The Bazaar: Chapter 12

Dead Zone

The pair disappeared off the face of the Earth.

At first Faisal couldn’t quite believe it. He flipped from the map overlay on his lens back to the monitors and from the monitors to the three-dimensional, street-level rendering of the casino district. He swooped along the deserted streets like a wraith.


Not so much as a whispered hint of a signal.

Hardly anything could cause a disappearance so quickly and completely. The first and most obvious explanation on this very short list was death. If the professor got killed his chip would go dark. That would be the end of that. But Faisal was certain they had not been killed in the hotel. He watched on CCTV as one thug took a burst through the wall, then as the merc killed the lady thug, first maiming her and then finishing the job, cleanly and professionally (so cleanly and professionally Faisal found himself wishing it were her people who’d hired them and not the scruffy, smelly, hamfisted assortment of narco-terrorist-neo-Marxist-revolutionary-VIPs gathered round his workstation).
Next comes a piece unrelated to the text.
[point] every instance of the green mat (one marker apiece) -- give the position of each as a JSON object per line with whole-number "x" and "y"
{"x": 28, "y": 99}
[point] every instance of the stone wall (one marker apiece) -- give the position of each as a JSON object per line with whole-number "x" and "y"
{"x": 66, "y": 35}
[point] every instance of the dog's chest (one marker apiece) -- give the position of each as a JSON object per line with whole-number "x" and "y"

That meant the pair had slipped into a dead zone. Probably crossed into some ancient 2G network that couldn’t handle any kind of volume. Certainly not the output from a modern chipset.
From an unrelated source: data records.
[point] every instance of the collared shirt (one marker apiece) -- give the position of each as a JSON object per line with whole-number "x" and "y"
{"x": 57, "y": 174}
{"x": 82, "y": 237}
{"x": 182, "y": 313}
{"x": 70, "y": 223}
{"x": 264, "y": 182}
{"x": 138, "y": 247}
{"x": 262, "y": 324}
The fact there could be a dead zone at all shocked him. A little signal disruption from a buried mineral deposit he could understand. But an actual data dead zone? In this day and age?

It was fucking medieval.

Behind him the VIPs got loud. Speaking turned to shouting, shouting to shoving until bodyguards stepped in to break things up. The physical scuffle stopped. The shouting continued. Faisal didn’t bother cuing up Espanol Made Easy. He could give a shit about the narcos’ bullshit macho posturing. It was Don Carlos’ job to charm clients.

There was no group on earth you couldn’t break up into a hundred or more parts, all wanting different things. The reason security analysts did a shitty job anticipating threats was they were trained to look for meaning. As if you could apply specific motives to entire groups.

Hence violence was most effective when it was brutal and senseless.

Faisal learned that as a kid being beaten senseless by a half-dozen bearded, galabiya-clad Salafist types for some imagined affront to Islam. At no point had anyone stopped to wonder whether they might be on the same, nominal “side,” how his father took a bullet from an Israeli sniper in Lebanon or that Faisal’s hobby happened to be disrupting the Israeli missile defense network.

Palestinian Brotherhood was joke.

Ditto for Arab Brotherhood.

He sincerely hoped the Mossad had popped every last one of the motherfuckers, or the IAF had dumped a whole shitload of white phosphorous on them. That was a sufficiently horrible death: chemicals melting through your flesh all the way to the bone.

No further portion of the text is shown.